Race based slavery is largely a New World invention changing an economic system from a social base to a racial one.   Race created a new set of problems; Blacks are considered an inferior dangerous subspecies that had to be controlled.  The rebellion on Saint-Domingue with the attendant killings of whites, Nat Turner and several rumors of slave revolts tend to confirm this idea.
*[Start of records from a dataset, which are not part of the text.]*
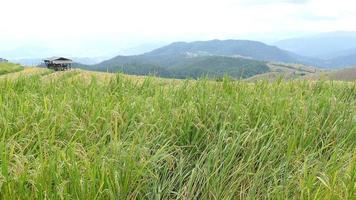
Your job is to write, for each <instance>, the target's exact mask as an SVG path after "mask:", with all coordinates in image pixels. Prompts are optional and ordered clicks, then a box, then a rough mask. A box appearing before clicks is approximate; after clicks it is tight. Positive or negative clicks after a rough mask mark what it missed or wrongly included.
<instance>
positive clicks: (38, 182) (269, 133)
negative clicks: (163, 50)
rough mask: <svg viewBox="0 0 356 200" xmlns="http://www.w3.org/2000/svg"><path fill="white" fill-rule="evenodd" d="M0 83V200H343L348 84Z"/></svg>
mask: <svg viewBox="0 0 356 200" xmlns="http://www.w3.org/2000/svg"><path fill="white" fill-rule="evenodd" d="M19 73H20V74H21V75H20V74H19ZM2 76H12V78H11V79H10V78H6V79H3V78H1V76H0V136H1V137H0V138H1V139H0V154H1V155H0V159H1V160H0V166H1V169H0V198H1V199H46V198H47V199H264V198H270V199H348V198H352V197H353V196H352V195H353V191H354V182H355V178H354V177H356V176H355V173H354V172H355V170H354V169H355V159H354V157H355V156H354V154H355V150H354V149H355V142H354V141H355V140H353V138H355V130H356V126H355V123H353V122H354V118H355V113H356V110H355V109H356V105H355V104H356V98H355V97H356V96H355V95H353V94H350V91H354V88H355V83H344V82H329V81H322V82H311V81H306V80H303V81H289V82H288V81H285V80H280V81H278V82H273V83H269V82H267V81H261V82H256V83H248V82H244V81H236V80H233V79H231V78H229V77H225V78H223V79H222V80H221V81H220V80H219V81H217V82H216V81H212V80H210V79H203V80H198V81H197V80H173V79H162V78H157V77H140V76H128V75H124V74H119V75H115V74H107V73H97V72H88V71H84V70H72V71H67V72H59V73H52V72H49V71H47V70H46V69H44V71H42V70H39V69H35V68H26V69H24V70H23V71H21V72H14V73H9V74H6V75H2Z"/></svg>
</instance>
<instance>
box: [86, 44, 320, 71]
mask: <svg viewBox="0 0 356 200" xmlns="http://www.w3.org/2000/svg"><path fill="white" fill-rule="evenodd" d="M270 61H274V62H284V63H308V64H314V63H316V61H315V60H313V59H309V58H305V57H302V56H298V55H296V54H294V53H291V52H288V51H285V50H281V49H279V48H277V47H275V46H270V45H266V44H264V43H261V42H256V41H249V40H223V41H222V40H211V41H199V42H190V43H187V42H176V43H172V44H170V45H167V46H164V47H161V48H158V49H156V50H153V51H151V52H148V53H144V54H140V55H135V56H117V57H115V58H112V59H110V60H107V61H104V62H102V63H99V64H97V65H91V66H81V67H83V68H86V69H91V70H99V71H111V72H117V71H122V72H125V73H129V74H139V75H146V74H150V73H151V74H156V75H159V76H163V77H174V78H187V77H191V78H197V77H200V76H204V75H208V76H213V77H221V76H223V75H224V74H228V75H230V76H233V77H236V78H246V77H250V76H253V75H256V74H261V73H265V72H268V71H269V67H268V66H267V65H266V62H270Z"/></svg>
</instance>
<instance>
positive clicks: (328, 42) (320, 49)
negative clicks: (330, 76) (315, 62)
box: [273, 32, 356, 59]
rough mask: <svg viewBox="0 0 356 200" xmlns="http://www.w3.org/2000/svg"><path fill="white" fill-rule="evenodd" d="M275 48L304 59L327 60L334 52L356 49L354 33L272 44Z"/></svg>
mask: <svg viewBox="0 0 356 200" xmlns="http://www.w3.org/2000/svg"><path fill="white" fill-rule="evenodd" d="M273 45H276V46H277V47H279V48H281V49H285V50H288V51H291V52H294V53H296V54H298V55H302V56H306V57H314V58H319V59H328V58H330V55H332V54H334V53H336V52H342V51H347V50H350V49H356V32H330V33H322V34H318V35H312V36H307V37H301V38H291V39H287V40H282V41H278V42H276V43H274V44H273Z"/></svg>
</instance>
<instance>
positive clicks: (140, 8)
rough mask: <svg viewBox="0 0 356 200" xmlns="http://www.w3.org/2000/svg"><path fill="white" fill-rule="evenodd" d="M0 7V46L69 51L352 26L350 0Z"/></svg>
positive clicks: (22, 6)
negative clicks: (38, 47) (116, 45)
mask: <svg viewBox="0 0 356 200" xmlns="http://www.w3.org/2000/svg"><path fill="white" fill-rule="evenodd" d="M0 5H1V8H0V19H1V21H0V22H1V23H0V42H1V43H2V45H0V50H2V51H3V50H8V49H11V48H15V47H16V48H17V47H19V46H24V45H32V46H33V45H34V43H35V44H36V42H37V43H40V44H41V45H44V46H48V47H51V48H53V47H54V46H56V45H57V46H60V48H62V49H67V50H68V51H69V49H71V50H72V51H73V52H76V51H80V47H82V48H86V47H88V48H89V47H90V48H93V45H94V46H95V45H97V46H98V50H100V44H102V45H101V46H102V48H106V45H105V44H107V43H112V44H117V45H118V46H119V47H117V51H118V50H121V49H125V48H130V47H135V46H136V45H139V44H144V43H159V42H169V41H175V40H199V39H201V40H205V39H215V38H217V39H228V38H229V39H230V38H231V39H239V38H244V39H246V38H249V37H250V38H251V39H256V38H257V39H265V40H268V39H271V40H274V39H275V40H276V39H281V38H285V37H288V36H290V37H292V36H295V35H300V34H304V33H317V32H330V31H355V30H356V26H355V22H356V9H355V8H356V1H355V0H338V1H336V0H1V2H0ZM73 49H74V50H73ZM89 54H93V55H94V54H98V52H95V51H94V50H93V51H91V52H89ZM89 56H92V55H89Z"/></svg>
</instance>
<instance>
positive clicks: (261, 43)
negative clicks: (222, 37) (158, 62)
mask: <svg viewBox="0 0 356 200" xmlns="http://www.w3.org/2000/svg"><path fill="white" fill-rule="evenodd" d="M177 54H193V55H194V54H195V55H219V56H232V57H242V58H249V59H255V60H261V61H279V62H295V61H297V60H299V59H300V57H299V56H297V55H295V54H293V53H291V52H287V51H284V50H281V49H279V48H277V47H275V46H269V45H266V44H264V43H262V42H257V41H249V40H211V41H199V42H191V43H187V42H177V43H173V44H170V45H168V46H164V47H162V48H159V49H156V50H153V51H151V52H149V53H147V54H145V55H148V56H167V55H177Z"/></svg>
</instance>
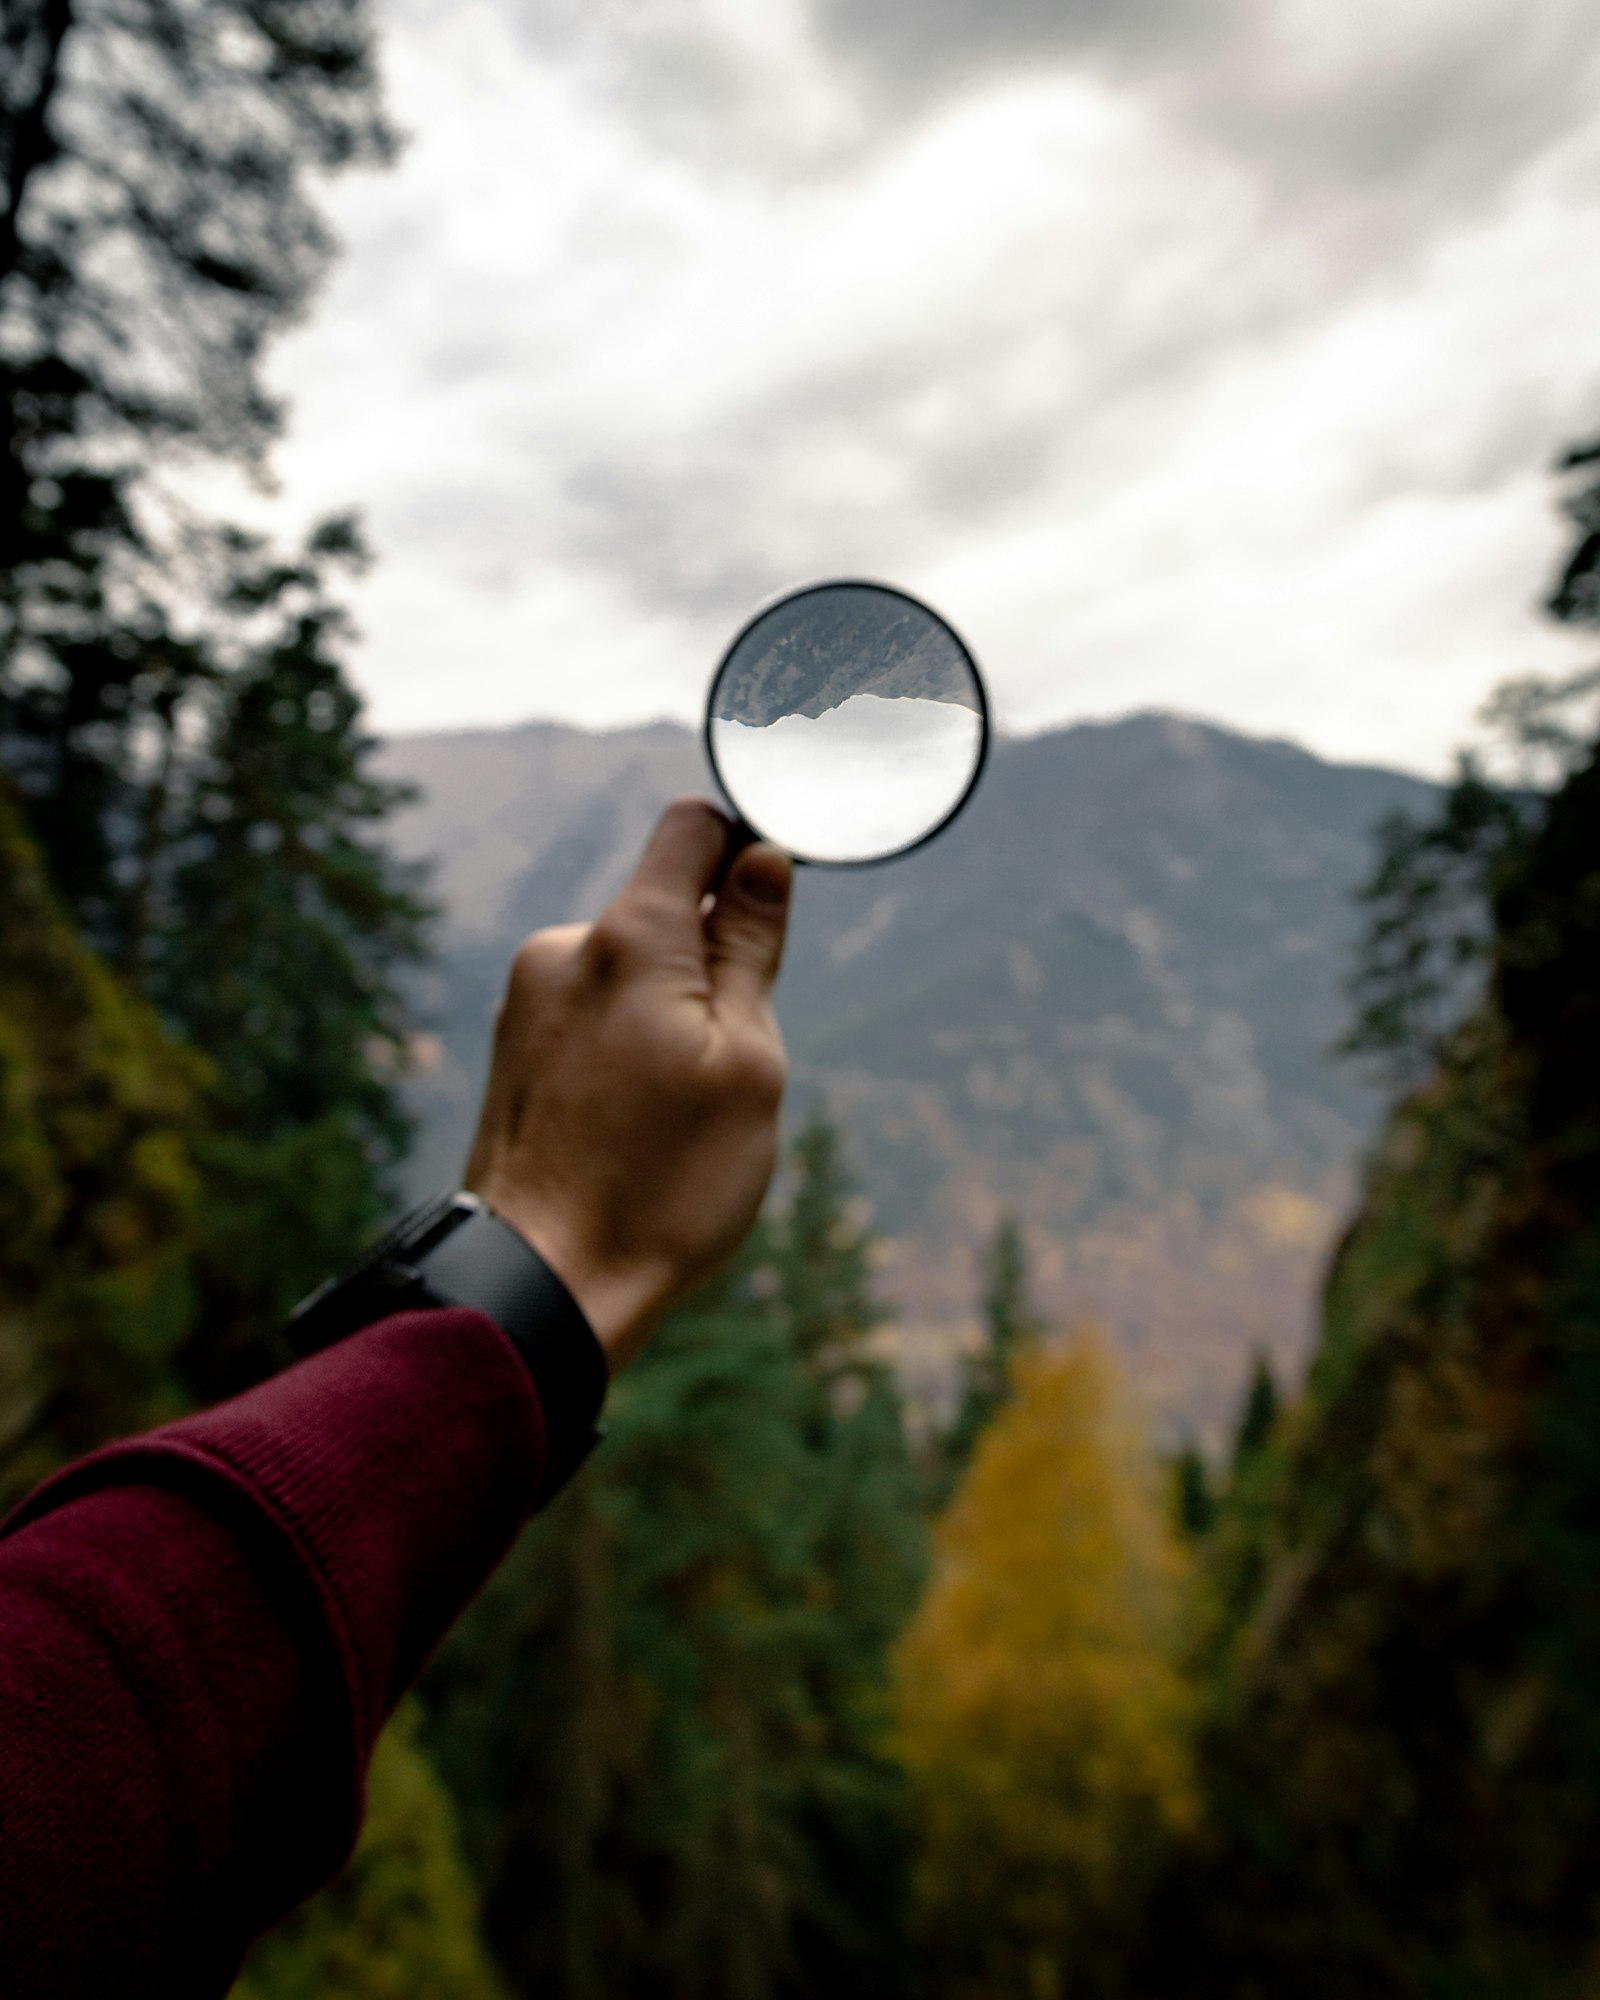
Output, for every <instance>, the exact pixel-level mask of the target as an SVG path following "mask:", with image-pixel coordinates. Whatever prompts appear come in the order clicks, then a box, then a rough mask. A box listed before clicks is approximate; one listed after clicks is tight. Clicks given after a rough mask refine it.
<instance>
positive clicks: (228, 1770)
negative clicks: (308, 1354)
mask: <svg viewBox="0 0 1600 2000" xmlns="http://www.w3.org/2000/svg"><path fill="white" fill-rule="evenodd" d="M542 1466H544V1426H542V1418H540V1406H538V1396H536V1392H534V1386H532V1380H530V1376H528V1372H526V1368H524V1366H522V1362H520V1360H518V1356H516V1352H514V1350H512V1346H510V1344H508V1342H506V1338H504V1336H502V1334H500V1330H498V1328H496V1326H494V1324H492V1322H490V1320H486V1318H484V1316H482V1314H476V1312H464V1310H440V1312H412V1314H402V1316H396V1318H392V1320H384V1322H380V1324H378V1326H370V1328H366V1330H364V1332H360V1334H354V1336H352V1338H350V1340H344V1342H340V1344H338V1346H334V1348H328V1350H326V1352H322V1354H318V1356H314V1358H312V1360H306V1362H300V1364H298V1366H296V1368H290V1370H286V1372H284V1374H282V1376H276V1378H274V1380H272V1382H266V1384H262V1388H256V1390H250V1394H246V1396H238V1398H234V1400H232V1402H226V1404H220V1406H218V1408H214V1410H206V1412H204V1414H200V1416H192V1418H186V1420H182V1422H178V1424H170V1426H168V1428H164V1430H156V1432H150V1434H146V1436H142V1438H132V1440H128V1442H124V1444H114V1446H110V1448H108V1450H104V1452H98V1454H94V1456H92V1458H86V1460H82V1462H80V1464H76V1466H70V1468H68V1470H66V1472H62V1474H58V1476H56V1478H54V1480H50V1482H48V1484H46V1486H42V1488H40V1490H38V1492H36V1494H34V1496H32V1498H30V1500H28V1502H24V1506H22V1508H20V1510H18V1512H16V1514H14V1516H12V1518H10V1522H8V1524H6V1530H4V1538H0V1990H4V1994H6V2000H34V1996H38V2000H44V1996H50V2000H78V1996H84V2000H88V1996H94V2000H134V1996H152V2000H154V1996H162V2000H190V1996H192V2000H202V1996H204V2000H212V1996H220V1994H224V1992H226V1990H228V1986H230V1982H232V1980H234V1976H236V1972H238V1962H240V1956H242V1952H244V1946H246V1944H248V1942H250V1938H252V1936H254V1934H256V1932H260V1930H264V1928H266V1926H268V1924H270V1922H272V1920H274V1918H278V1916H280V1914H282V1912H284V1910H288V1908H290V1906H292V1904H296V1902H298V1900H300V1898H302V1896H306V1894H308V1892H310V1890H312V1888H316V1886H318V1884H322V1882H326V1880H328V1876H332V1874H334V1872H336V1868H338V1866H340V1862H342V1860H344V1858H346V1854H348V1852H350V1846H352V1844H354V1836H356V1830H358V1826H360V1812H362V1784H364V1774H366V1762H368V1756H370V1752H372V1742H374V1738H376V1734H378V1728H380V1726H382V1722H384V1716H386V1714H388V1712H390V1708H392V1706H394V1702H396V1700H398V1696H400V1692H402V1690H404V1688H406V1684H408V1682H410V1678H412V1676H414V1674H416V1670H418V1666H420V1664H422V1660H424V1658H426V1654H428V1650H430V1648H432V1646H434V1644H436V1642H438V1638H440V1636H442V1634H444V1630H446V1628H448V1624H450V1622H452V1620H454V1618H456V1614H458V1612H460V1610H462V1608H464V1604H466V1602H468V1600H470V1598H472V1596H474V1592H476V1590H478V1588H480V1584H482V1582H484V1580H486V1576H488V1574H490V1570H492V1568H494V1564H496V1562H498V1560H500V1556H502V1554H504V1552H506V1548H508V1546H510V1542H512V1538H514V1536H516V1532H518V1528H520V1526H522V1522H524V1520H526V1516H528V1512H530V1510H532V1502H534V1494H536V1490H538V1484H540V1476H542Z"/></svg>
The founding fathers simply did not know what to do with slavery and the slaves.  Slavery existed to a degree in all the states and no one wanted a large population of “free Negros” in their state.  The book takes time to establish this and the hope/expectation that slavery would simply fade away in time.  Sending “free Negros” back to Africa is the answer to what should happen after slavery ends.

In about 80 years, slavery goes from an unfortunate thing America is stuck with to a sin.  This book chronicles this transformation with a good deal of detail and hard facts.  Slavery as a sin originates in New England along with secession.  Abolitionists take an increasing hard and bitter stance toward slavery, Southerners and America.  Southerners take an increasing hard stance toward slavery, Northerners and America.  We follow this vicious cycle from John Quincy Adams to the Civil War.

This is a history of misunderstanding, fear, bitterness and hate.

It is not a pretty story but it is an accurate one.

Neither side is right and neither side is wrong but both are trapped.